30-30インターバルとは、30秒のオンと30秒のオフを交互に繰り返すインターバルです。
トレーニング効果が高く、多くの選手が取り入れています。
トレーニング時間は短いですが、VO2MAXの向上、持久力の向上、脂肪の燃焼が期待できます。
30-30インターバルは即効性のあるトレーニング法としても知られています。
週2回から3回のトレーニングで、2週間で効果が表れます。
タバタ式トレーニングと混同されますが、30-30インターバルは異なります。
タバタ式トレーニングの方が、より短時間でハードです。
タバタ式トレーニングについてはこちらの記事を参考に
【ロードバイク】タバタ式・HIITのトレーニング方法と5つのZWIFTワークアウト
30-30インターバルは、古典的なトレーニングです。
古典的ですが、現在でも多くの選手が取り入れています。
ロードレースやクリテリウムに効果的です。
パンチのある上りや、繰り返されるアタックに対応できる体になります。
30-30インターバルは、HIITトレーニングに分類されます。
HIITトレーニングとは、High Intensity Interval Training(高強度インターバルトレーニング)の略です。
強度の高いインターバルトレーニングは、同じ時間で大きな負荷をかけられるのが特徴です。
高い負荷をかけると、パワーは瞬時に上昇しますが、心拍数はすぐには上昇しません。
心拍数が上昇するには、約90秒かかります。
インターバルのオフになっても、心拍数は高いままです。
30-30インターバルは、オフが短いので心拍数が下がる暇がありません。
インターバル全体を通して、高い心拍数が保たれます。
同じ1時間のトレーニングでも、多くのカロリーを消費できます。
20分間のHIITトレーニングは40分間の通常のトレーニングに匹敵します。
回復の時間に呼吸を深くすることで心拍を少しだけ抑えることができます。
インターバルについてはこちらの記事を参考に
【ロードバイク】ショートインターバルVSロングインターバル どちらが効果的!?
ワークアウトの種類によっては、最初のセットが楽に感じるかも知れません。
しかし、セットが進むにつれて疲労感が増します。
設定パワーを守り、ワークアウトをやり切ることが大切です。
30-30インターバルは、20-40インターバルに比べてオンの時間が長く回復の時間は短いです。
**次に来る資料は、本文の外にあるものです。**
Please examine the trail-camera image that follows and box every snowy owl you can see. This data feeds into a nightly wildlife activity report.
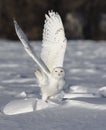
[14,11,67,101]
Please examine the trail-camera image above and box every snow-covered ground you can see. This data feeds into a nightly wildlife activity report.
[0,40,106,130]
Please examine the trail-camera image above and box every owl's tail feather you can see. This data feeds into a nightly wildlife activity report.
[35,70,43,84]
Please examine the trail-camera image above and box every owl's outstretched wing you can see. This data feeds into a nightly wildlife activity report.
[41,11,67,71]
[14,20,49,75]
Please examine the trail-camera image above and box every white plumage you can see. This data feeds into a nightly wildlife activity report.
[14,11,67,101]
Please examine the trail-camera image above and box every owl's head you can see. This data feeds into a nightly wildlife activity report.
[52,67,65,79]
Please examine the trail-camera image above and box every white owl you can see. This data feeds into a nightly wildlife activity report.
[14,11,67,101]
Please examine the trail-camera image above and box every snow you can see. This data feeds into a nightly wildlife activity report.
[0,40,106,130]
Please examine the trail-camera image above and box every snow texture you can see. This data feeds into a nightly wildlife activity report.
[0,40,106,130]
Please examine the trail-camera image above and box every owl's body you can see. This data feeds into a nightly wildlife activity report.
[14,11,67,101]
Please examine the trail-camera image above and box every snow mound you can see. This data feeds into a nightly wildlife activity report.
[3,98,58,115]
[98,86,106,97]
[3,98,36,115]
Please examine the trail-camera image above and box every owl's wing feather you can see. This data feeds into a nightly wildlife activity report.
[14,20,50,75]
[41,11,67,71]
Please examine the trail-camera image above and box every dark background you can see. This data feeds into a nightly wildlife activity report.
[0,0,106,40]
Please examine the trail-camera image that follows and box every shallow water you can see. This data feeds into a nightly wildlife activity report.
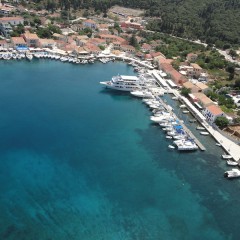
[0,60,240,240]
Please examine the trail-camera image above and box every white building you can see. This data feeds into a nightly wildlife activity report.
[202,104,225,124]
[0,17,24,37]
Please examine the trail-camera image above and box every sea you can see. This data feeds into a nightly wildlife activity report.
[0,60,240,240]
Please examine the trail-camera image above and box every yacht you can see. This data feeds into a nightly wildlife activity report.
[26,53,33,61]
[200,132,209,136]
[131,90,153,98]
[100,75,142,92]
[224,168,240,178]
[222,154,232,159]
[196,126,205,130]
[227,160,238,166]
[174,139,198,151]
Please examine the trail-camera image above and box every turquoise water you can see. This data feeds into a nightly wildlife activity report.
[0,60,240,240]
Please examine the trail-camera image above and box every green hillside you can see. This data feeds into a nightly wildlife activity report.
[44,0,240,47]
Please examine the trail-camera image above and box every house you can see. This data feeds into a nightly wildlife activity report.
[0,17,24,37]
[141,43,152,52]
[75,35,89,47]
[11,37,27,49]
[84,43,102,54]
[0,40,9,49]
[183,81,201,93]
[195,82,209,93]
[187,53,198,62]
[120,44,136,52]
[190,63,203,77]
[202,104,225,124]
[39,38,56,48]
[23,32,39,47]
[53,33,68,42]
[99,34,127,44]
[83,19,97,29]
[193,92,215,108]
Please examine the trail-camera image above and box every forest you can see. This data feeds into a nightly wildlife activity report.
[30,0,240,49]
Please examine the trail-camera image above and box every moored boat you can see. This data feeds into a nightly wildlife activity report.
[222,154,232,159]
[224,168,240,178]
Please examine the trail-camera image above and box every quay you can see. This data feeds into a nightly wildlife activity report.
[154,89,206,151]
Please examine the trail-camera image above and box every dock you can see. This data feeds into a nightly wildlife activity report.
[159,94,206,151]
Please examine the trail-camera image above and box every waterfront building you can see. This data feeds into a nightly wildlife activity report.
[23,32,39,47]
[83,19,97,29]
[187,53,198,62]
[193,92,215,108]
[39,38,56,48]
[202,104,225,124]
[11,37,27,49]
[0,17,24,37]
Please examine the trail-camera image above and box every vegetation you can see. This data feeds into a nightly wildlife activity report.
[215,117,229,128]
[24,0,240,49]
[181,87,191,97]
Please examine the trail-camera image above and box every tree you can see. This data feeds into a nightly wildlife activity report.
[214,117,229,128]
[181,87,191,97]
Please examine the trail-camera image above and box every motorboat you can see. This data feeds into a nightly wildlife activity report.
[222,154,232,159]
[179,104,187,108]
[224,168,240,178]
[174,139,198,151]
[200,132,209,136]
[196,126,205,130]
[131,90,152,98]
[227,160,238,166]
[100,75,143,92]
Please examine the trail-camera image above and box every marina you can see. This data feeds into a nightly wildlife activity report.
[0,60,240,240]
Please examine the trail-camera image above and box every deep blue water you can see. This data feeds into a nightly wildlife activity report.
[0,60,240,240]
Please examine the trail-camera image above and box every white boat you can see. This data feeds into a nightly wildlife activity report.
[131,90,152,98]
[222,154,232,159]
[224,168,240,178]
[227,160,238,166]
[100,75,143,92]
[26,53,33,61]
[174,139,198,151]
[179,104,187,108]
[200,132,209,136]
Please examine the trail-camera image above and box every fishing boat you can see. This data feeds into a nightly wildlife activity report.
[200,132,209,136]
[224,168,240,178]
[222,154,232,159]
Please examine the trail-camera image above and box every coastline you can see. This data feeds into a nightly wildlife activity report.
[0,49,240,161]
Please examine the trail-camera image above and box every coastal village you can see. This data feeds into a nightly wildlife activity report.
[0,1,240,171]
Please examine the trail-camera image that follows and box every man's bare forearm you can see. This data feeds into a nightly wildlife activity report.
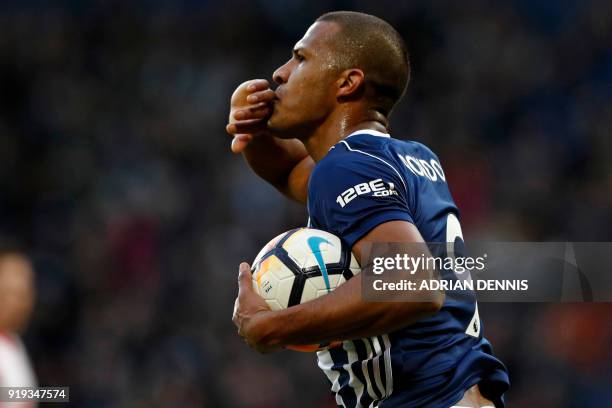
[251,275,444,346]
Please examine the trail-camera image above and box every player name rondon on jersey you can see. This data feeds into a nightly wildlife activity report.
[398,154,446,182]
[336,178,397,208]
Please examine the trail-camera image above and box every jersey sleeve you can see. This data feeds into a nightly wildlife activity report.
[311,156,414,247]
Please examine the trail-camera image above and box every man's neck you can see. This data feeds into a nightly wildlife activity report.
[303,112,387,162]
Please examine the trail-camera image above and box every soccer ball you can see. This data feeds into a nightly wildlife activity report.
[252,228,361,351]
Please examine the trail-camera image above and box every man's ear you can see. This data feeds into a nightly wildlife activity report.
[336,68,365,99]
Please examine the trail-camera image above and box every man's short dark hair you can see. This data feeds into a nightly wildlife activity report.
[317,11,410,115]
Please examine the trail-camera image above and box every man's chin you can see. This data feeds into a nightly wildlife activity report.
[267,113,295,139]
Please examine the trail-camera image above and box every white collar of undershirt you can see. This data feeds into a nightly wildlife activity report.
[345,129,391,139]
[329,129,391,150]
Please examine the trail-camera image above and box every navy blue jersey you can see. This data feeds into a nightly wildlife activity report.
[308,130,509,408]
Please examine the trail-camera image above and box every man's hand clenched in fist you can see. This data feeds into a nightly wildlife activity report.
[225,79,276,153]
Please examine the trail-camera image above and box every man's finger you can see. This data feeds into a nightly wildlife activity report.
[247,79,270,93]
[247,88,276,103]
[225,119,268,135]
[238,262,253,293]
[232,102,272,120]
[232,134,253,153]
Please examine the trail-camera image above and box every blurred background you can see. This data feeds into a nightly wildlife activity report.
[0,0,612,408]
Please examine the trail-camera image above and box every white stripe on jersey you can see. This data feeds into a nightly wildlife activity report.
[360,339,379,406]
[317,350,348,408]
[371,337,386,396]
[342,341,371,408]
[340,140,408,193]
[381,334,393,397]
[317,334,393,408]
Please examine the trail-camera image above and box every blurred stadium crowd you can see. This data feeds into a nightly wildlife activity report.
[0,0,612,408]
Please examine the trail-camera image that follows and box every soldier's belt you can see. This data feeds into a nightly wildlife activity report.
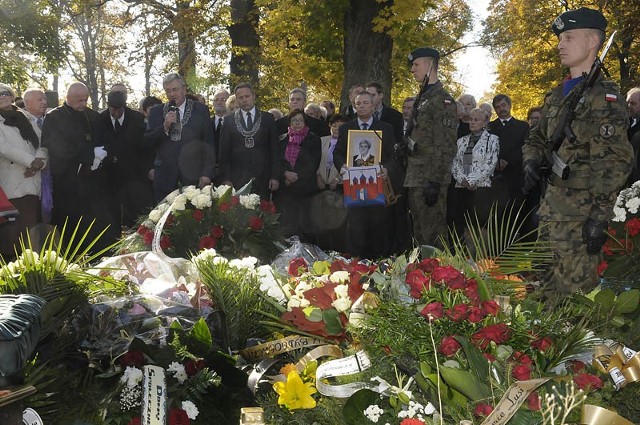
[549,171,589,189]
30-30インターバルは、VO2MAX強度以上で行います。
VO2MAXは、5分間から8分間維持できるパワーです。
FTPの130%から140%です。
VO2MAXについてはこちらの記事を参考に
【ロードバイクのVO2MAX判定】自分のVO2MAXは普通より高いor低い?【海外プロロードレーサーと比較】
ロードバイク VO2MAXとFTPの深い関係
30-30インターバルはオンとオフの時間比率が1:1です。
オフはFTPの50%から55%とします。
セット間の休息は4分間から8分間です。
レベルが上がるにつれて、セット数を増やします。
オンの強度を保つことが重要です。
オンの強度を維持できないのに、セット数を増やしてもトレーニング効果は得られません。
初級者 | 3セット×6回(30秒オンー30秒オフ) |
中級者 | 3セット×8回(30秒オンー30秒オフ) |
上級者 | 3セット×10回(30秒オンー30秒オフ) |
上級者 | 3セット×12回(30秒オンー30秒オフ) |
30-30インターバルは、週2回程度行います。
脚がフレッシュな状態で行うのがポイントです。
30-30インターバルは、レースシーズンに行うと特に効果的です。
レースの4週間前から行うと、高い効果が期待できます。
逆に冬のベーストレーニングには不向きです。
30-30インターバルは、一年を通して行うトレーニングではありません。
ロードバイクの基礎となるのは、有酸素能力です。
30-30インターバルを完璧に行えても、有酸素能力が足りていなければレースは完走できません。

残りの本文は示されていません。